12.04.2019 - 12:23 Uhr
EschenbachOberpfalz

Musikalischer Mensch mit großem Gemeinsinn

Familie, Freunde, Sänger der "Liedertafel", Kirchenchor, Vertreter von Stadt und Justiz, eine stattliche Trauergemeinde: Sie alle nehmen in der Stadtpfarrkirche Abschied von einem Mann, der in Eschenbach Musikgeschichte schrieb.

Prägender Gemeinsinn zeichnete ihn aus: Walter Weiß war ein Urgestein Eschenbacher Musiktradition, hieß es in den Traueransprachen bei der Urnenbeisetzung im städtischen Friedhof.
von Robert DotzauerProfil

Der Tod von Walter Weiß hatte sie zusammengeführt, um einem hilfsbereiten und guten Menschen, einem Diener der Musik, demütig, bescheiden und vielseitig interessiert, so die Trauerbekundungen, die letzte Ehre zu erweisen. Auf Wunsch der Familie und des Verstorbenen selbst stand das Gebet des heiligen Nikolaus von Flüe im Mittelpunkt des Requiems und der anschließenden Beerdigung. „Mein Herr und mein Gott, nimm alles von mir, was mich hindert zu Dir, gib alles mir, was mich fördert zu Dir, nimm mich nur und gibt mich ganz zu eigen Dir“, hieß es in Wort und Gesang.

"Walter Weiß hatte ein großes Herz": Mit dieser Feststellung fasste Pfarrer Thomas Jeschner seine Traueransprache zusammen und interpretierte den Gebetswunsch des Verstorbenen, der auch auf dem Sterbebild verankert ist, als tiefes Glaubensbekenntnis. Weiß habe es verstanden, seinen Glauben zu leben. Auf dieser Grundlage sei es ihm gelungen, immer tiefer in das Glaubensverständnis vorzudringen, sagte der Prediger, blickte auf das Leben des tiefgläubigen Katholiken zurück und erinnerte die Leistungen für die Pfarrgemeinde.
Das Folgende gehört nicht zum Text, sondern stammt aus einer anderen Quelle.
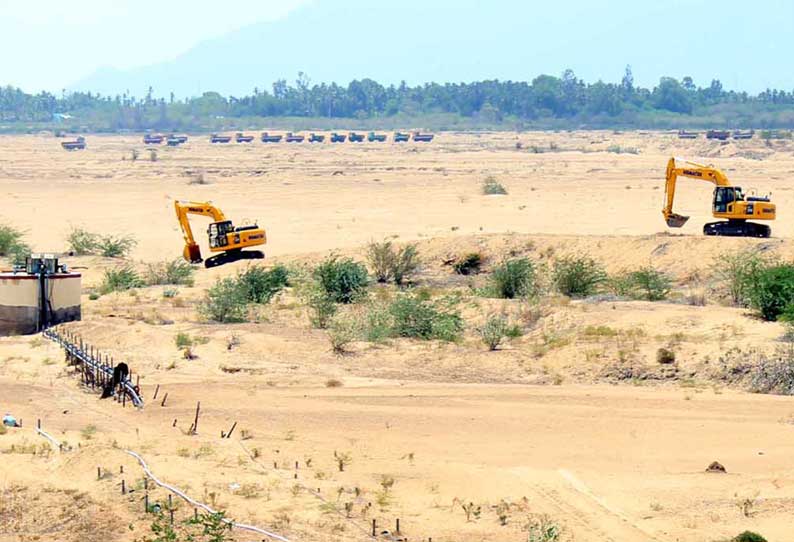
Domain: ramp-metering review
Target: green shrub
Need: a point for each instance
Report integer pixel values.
(577, 276)
(495, 330)
(224, 302)
(12, 246)
(170, 293)
(259, 285)
(420, 318)
(9, 237)
(738, 273)
(82, 242)
(469, 264)
(378, 323)
(406, 263)
(491, 187)
(183, 340)
(514, 279)
(650, 284)
(388, 263)
(749, 536)
(322, 308)
(120, 279)
(172, 272)
(115, 246)
(772, 291)
(381, 259)
(342, 332)
(620, 285)
(665, 356)
(343, 280)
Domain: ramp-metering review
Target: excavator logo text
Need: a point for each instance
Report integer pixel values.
(692, 173)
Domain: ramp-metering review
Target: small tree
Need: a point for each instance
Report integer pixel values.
(82, 242)
(259, 285)
(343, 280)
(738, 273)
(651, 284)
(494, 331)
(388, 263)
(514, 278)
(773, 291)
(224, 302)
(577, 276)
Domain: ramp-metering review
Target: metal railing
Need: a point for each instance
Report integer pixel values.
(94, 370)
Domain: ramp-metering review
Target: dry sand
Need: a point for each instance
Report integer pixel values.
(450, 423)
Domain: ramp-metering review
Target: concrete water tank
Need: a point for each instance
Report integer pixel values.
(37, 297)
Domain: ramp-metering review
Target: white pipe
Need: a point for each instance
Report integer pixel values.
(203, 506)
(49, 437)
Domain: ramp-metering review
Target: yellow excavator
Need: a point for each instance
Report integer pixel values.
(224, 237)
(729, 202)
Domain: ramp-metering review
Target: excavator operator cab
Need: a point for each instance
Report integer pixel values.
(217, 233)
(725, 195)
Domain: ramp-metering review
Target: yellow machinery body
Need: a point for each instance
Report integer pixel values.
(729, 202)
(224, 238)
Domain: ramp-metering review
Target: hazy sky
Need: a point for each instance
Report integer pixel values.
(52, 44)
(48, 44)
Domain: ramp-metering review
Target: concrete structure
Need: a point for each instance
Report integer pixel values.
(23, 308)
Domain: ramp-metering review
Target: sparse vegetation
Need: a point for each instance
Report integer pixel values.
(495, 330)
(342, 279)
(514, 279)
(115, 246)
(260, 285)
(343, 459)
(772, 291)
(492, 187)
(11, 244)
(342, 332)
(322, 307)
(120, 279)
(389, 263)
(648, 284)
(543, 529)
(419, 318)
(82, 242)
(176, 272)
(577, 276)
(224, 302)
(468, 264)
(738, 273)
(665, 356)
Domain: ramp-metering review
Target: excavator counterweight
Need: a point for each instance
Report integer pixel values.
(224, 238)
(729, 202)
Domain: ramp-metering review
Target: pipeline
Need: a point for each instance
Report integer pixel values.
(92, 366)
(203, 506)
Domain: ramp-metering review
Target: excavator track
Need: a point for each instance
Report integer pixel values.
(233, 256)
(737, 228)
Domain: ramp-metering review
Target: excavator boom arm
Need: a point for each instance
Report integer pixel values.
(192, 252)
(693, 170)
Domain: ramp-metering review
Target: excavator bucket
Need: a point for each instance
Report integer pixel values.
(676, 221)
(192, 253)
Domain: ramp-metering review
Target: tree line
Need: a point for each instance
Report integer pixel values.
(546, 101)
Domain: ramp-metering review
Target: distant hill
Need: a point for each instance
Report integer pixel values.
(466, 40)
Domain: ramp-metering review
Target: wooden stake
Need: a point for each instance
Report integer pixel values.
(195, 423)
(229, 434)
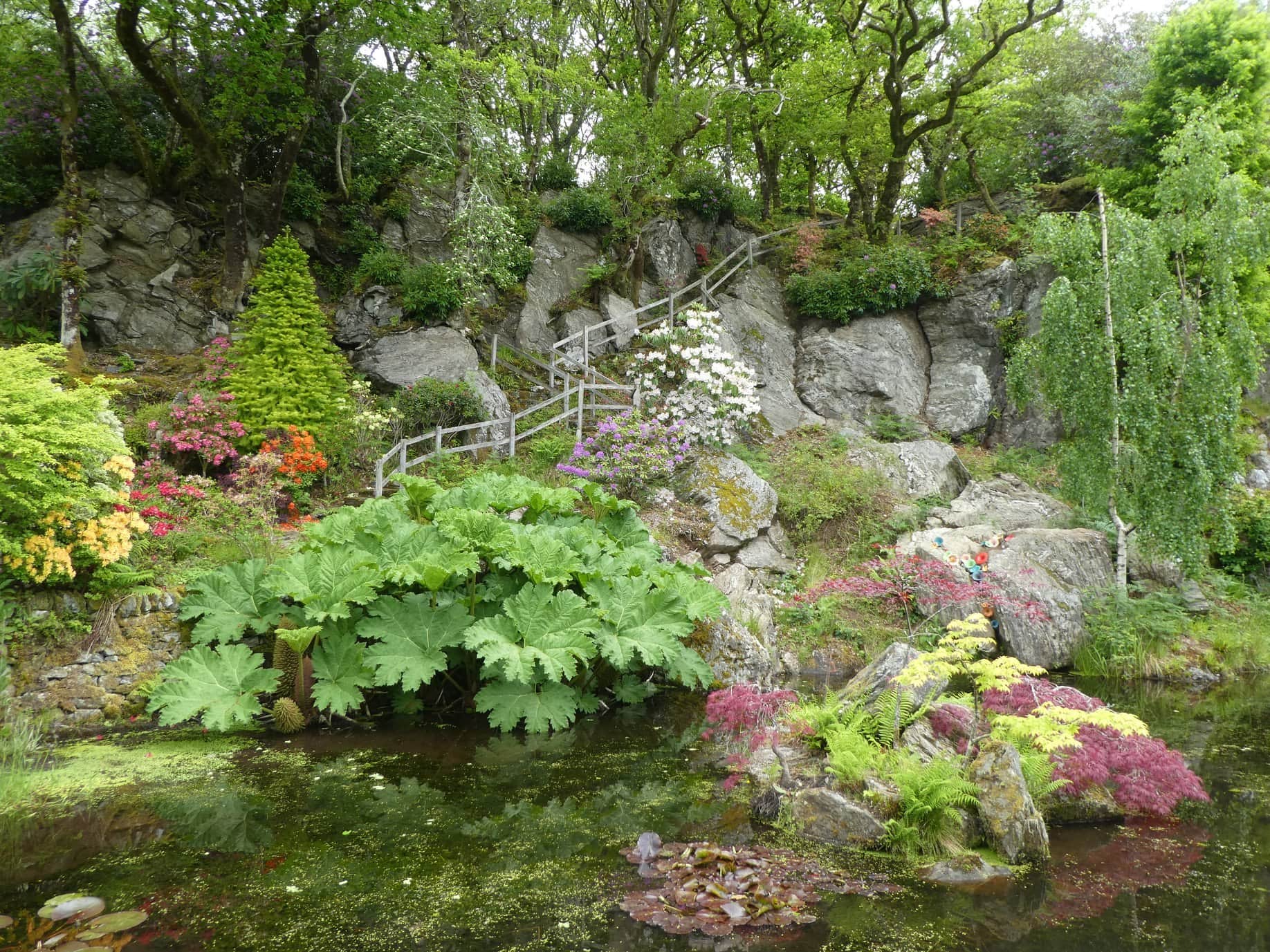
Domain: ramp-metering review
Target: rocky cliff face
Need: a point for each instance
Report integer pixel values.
(940, 362)
(139, 254)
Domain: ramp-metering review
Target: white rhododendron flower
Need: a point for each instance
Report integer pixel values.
(688, 375)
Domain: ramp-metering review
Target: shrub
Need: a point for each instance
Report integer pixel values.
(688, 377)
(582, 209)
(1249, 551)
(287, 370)
(557, 174)
(381, 265)
(430, 292)
(516, 612)
(65, 474)
(436, 402)
(893, 428)
(708, 196)
(823, 494)
(1142, 774)
(302, 198)
(627, 454)
(881, 279)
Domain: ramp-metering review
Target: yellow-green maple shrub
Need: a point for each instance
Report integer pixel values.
(287, 370)
(64, 472)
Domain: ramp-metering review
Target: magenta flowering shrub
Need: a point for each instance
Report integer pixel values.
(746, 719)
(629, 452)
(217, 361)
(203, 429)
(1141, 772)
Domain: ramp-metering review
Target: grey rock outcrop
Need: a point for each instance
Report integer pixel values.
(737, 502)
(741, 645)
(559, 258)
(831, 818)
(916, 469)
(921, 739)
(1011, 821)
(442, 353)
(423, 234)
(756, 328)
(138, 253)
(879, 674)
(670, 259)
(969, 870)
(1006, 503)
(1047, 569)
(873, 364)
(360, 315)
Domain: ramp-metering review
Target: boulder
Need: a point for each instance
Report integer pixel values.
(442, 353)
(670, 259)
(761, 554)
(1011, 821)
(756, 329)
(358, 315)
(923, 743)
(559, 258)
(1006, 503)
(831, 818)
(423, 234)
(1047, 568)
(741, 645)
(1095, 805)
(916, 469)
(969, 870)
(876, 677)
(873, 364)
(737, 502)
(138, 253)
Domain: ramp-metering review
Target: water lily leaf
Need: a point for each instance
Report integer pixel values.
(77, 909)
(118, 922)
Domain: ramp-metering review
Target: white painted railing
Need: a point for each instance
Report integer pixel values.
(578, 377)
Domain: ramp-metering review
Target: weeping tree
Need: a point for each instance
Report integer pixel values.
(1147, 342)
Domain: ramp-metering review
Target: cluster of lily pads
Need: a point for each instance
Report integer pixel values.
(77, 923)
(714, 890)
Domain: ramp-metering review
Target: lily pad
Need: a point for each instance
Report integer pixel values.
(115, 922)
(77, 909)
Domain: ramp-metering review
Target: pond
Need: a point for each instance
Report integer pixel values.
(454, 839)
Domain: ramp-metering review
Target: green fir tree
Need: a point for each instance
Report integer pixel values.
(287, 371)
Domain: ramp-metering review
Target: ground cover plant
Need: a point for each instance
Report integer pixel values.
(534, 619)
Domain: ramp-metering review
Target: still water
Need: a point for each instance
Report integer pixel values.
(454, 839)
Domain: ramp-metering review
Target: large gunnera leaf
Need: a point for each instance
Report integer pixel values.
(542, 707)
(542, 631)
(340, 673)
(638, 624)
(412, 637)
(326, 581)
(220, 683)
(230, 599)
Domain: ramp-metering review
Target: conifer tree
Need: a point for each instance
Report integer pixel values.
(287, 371)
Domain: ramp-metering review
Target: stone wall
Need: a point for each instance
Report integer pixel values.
(94, 677)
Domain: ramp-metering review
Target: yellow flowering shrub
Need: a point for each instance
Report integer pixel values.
(64, 472)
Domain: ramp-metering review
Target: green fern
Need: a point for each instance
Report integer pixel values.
(929, 823)
(1038, 771)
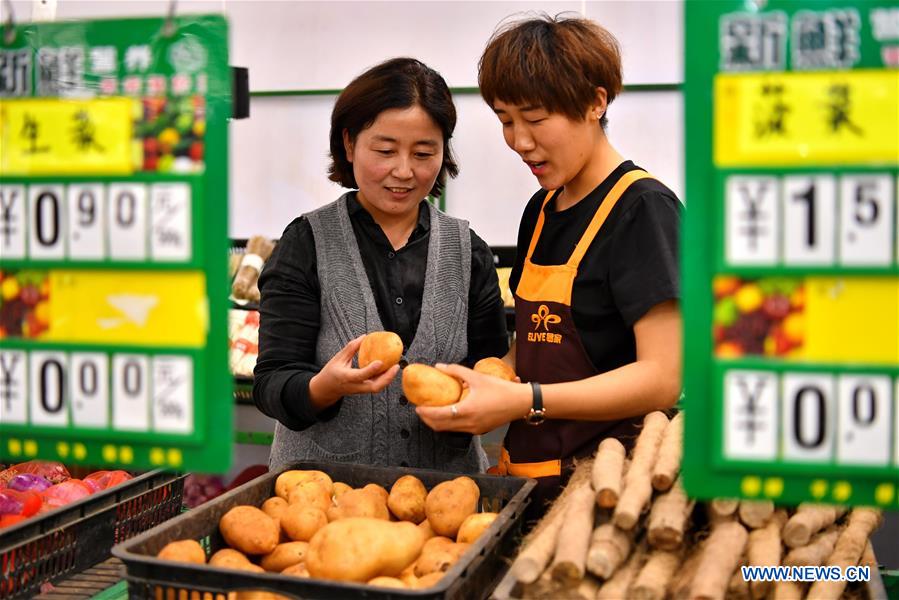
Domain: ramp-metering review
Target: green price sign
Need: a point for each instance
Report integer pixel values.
(790, 256)
(113, 238)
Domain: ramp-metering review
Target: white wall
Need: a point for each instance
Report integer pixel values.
(279, 155)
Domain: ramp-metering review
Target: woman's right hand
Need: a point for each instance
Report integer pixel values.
(338, 378)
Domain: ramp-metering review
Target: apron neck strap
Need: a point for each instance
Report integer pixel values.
(539, 227)
(601, 214)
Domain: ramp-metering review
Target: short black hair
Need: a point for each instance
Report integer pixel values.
(396, 83)
(552, 62)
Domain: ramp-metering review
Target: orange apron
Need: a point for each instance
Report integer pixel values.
(549, 349)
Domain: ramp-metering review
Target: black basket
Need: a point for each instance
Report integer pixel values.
(75, 537)
(473, 576)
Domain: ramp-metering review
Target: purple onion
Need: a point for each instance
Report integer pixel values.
(28, 482)
(9, 504)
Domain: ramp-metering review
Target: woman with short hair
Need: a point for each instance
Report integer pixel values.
(378, 258)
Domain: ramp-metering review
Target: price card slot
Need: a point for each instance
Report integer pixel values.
(750, 415)
(87, 221)
(48, 395)
(849, 419)
(131, 392)
(46, 235)
(752, 220)
(13, 387)
(89, 385)
(808, 417)
(810, 208)
(13, 218)
(127, 221)
(866, 220)
(865, 409)
(173, 394)
(170, 207)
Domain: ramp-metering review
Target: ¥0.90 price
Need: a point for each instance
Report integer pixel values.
(96, 222)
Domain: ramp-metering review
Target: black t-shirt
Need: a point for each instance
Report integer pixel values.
(631, 266)
(291, 317)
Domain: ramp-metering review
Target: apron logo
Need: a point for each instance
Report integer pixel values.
(545, 317)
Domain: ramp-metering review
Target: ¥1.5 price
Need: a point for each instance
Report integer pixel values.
(846, 419)
(816, 220)
(96, 222)
(95, 390)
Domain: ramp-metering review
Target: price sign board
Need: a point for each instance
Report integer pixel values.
(113, 233)
(790, 255)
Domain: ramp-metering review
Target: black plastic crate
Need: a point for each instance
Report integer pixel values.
(77, 536)
(473, 576)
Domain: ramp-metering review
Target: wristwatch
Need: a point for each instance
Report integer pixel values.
(537, 414)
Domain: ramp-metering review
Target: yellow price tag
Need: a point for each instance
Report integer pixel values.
(128, 307)
(851, 320)
(66, 137)
(827, 118)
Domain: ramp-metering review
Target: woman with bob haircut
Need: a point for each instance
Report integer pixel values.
(378, 258)
(596, 282)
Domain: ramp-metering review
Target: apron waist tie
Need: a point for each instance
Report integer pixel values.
(547, 468)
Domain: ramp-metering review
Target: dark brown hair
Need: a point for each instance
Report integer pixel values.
(552, 62)
(396, 83)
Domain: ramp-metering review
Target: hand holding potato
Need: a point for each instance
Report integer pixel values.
(338, 378)
(490, 403)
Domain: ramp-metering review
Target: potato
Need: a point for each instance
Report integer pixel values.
(300, 522)
(436, 543)
(359, 549)
(379, 490)
(473, 526)
(311, 493)
(274, 506)
(248, 529)
(426, 386)
(439, 558)
(284, 555)
(183, 551)
(428, 580)
(496, 367)
(288, 480)
(259, 595)
(407, 499)
(391, 582)
(449, 503)
(385, 346)
(229, 558)
(425, 527)
(359, 503)
(339, 489)
(297, 570)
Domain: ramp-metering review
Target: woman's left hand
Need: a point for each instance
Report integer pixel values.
(491, 402)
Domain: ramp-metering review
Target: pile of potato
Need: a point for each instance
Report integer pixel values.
(624, 528)
(315, 527)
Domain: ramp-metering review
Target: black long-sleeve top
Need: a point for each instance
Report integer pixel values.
(290, 308)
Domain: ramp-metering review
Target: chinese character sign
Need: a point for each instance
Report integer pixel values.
(791, 251)
(113, 188)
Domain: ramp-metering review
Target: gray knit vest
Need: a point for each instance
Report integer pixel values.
(383, 429)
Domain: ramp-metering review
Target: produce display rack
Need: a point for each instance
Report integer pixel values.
(73, 538)
(472, 577)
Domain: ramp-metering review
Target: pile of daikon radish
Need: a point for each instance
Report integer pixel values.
(624, 529)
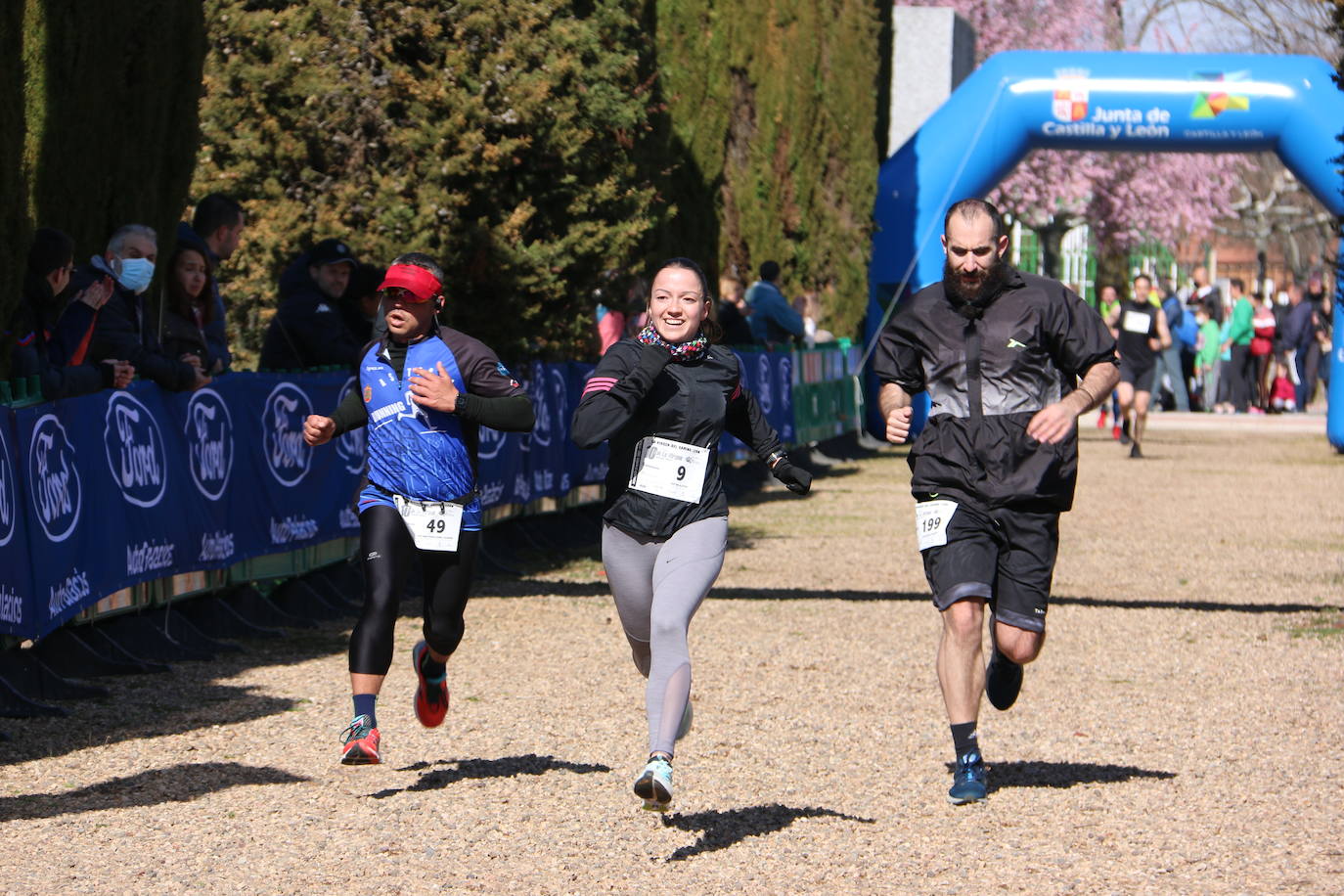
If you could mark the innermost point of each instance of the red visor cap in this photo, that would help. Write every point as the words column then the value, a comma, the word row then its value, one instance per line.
column 417, row 281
„Mein Herr und mein Gott“: Das Leitwort der Trauergottesdienstes war für die "Liedertafel" der Anlass, das gleichnamige Lied anzustimmen und den Gottesdienst mit dem Lied „Herr, schicke was du willst“ zu beenden. Die weitere musikalische Gestaltung des Requiems für das langjährige Mitglied des Kirchenchores übernahm der Chor der Pfarrgemeinde.

„Mit dem Tod von Walter Weiß verliert Eschenbach einen wertvollen Menschen, weltoffen und heimattreu, fortschrittlich, bescheiden und mit einem starken Gemeinsinn ausgestattet“: So beschrieb Bürgermeister Peter Lehr bei der Bestattung am Urnengrab im städtischen Friedhof das halbe Jahrhundert währende musikalische Engagement von Walter Weiß in Eschenbach. Der Bürgermeister erinnerte an die Leistungen des Oberamtsrats der Justiz für die chorische Entwicklung der Stadt und verwies unter anderem auf die Verleihung des Ehrenzeichens des Bayerischen Ministerpräsidenten für Verdienste im Ehrenamt und der Bürgermedaille durch die Stadt Eschenbach.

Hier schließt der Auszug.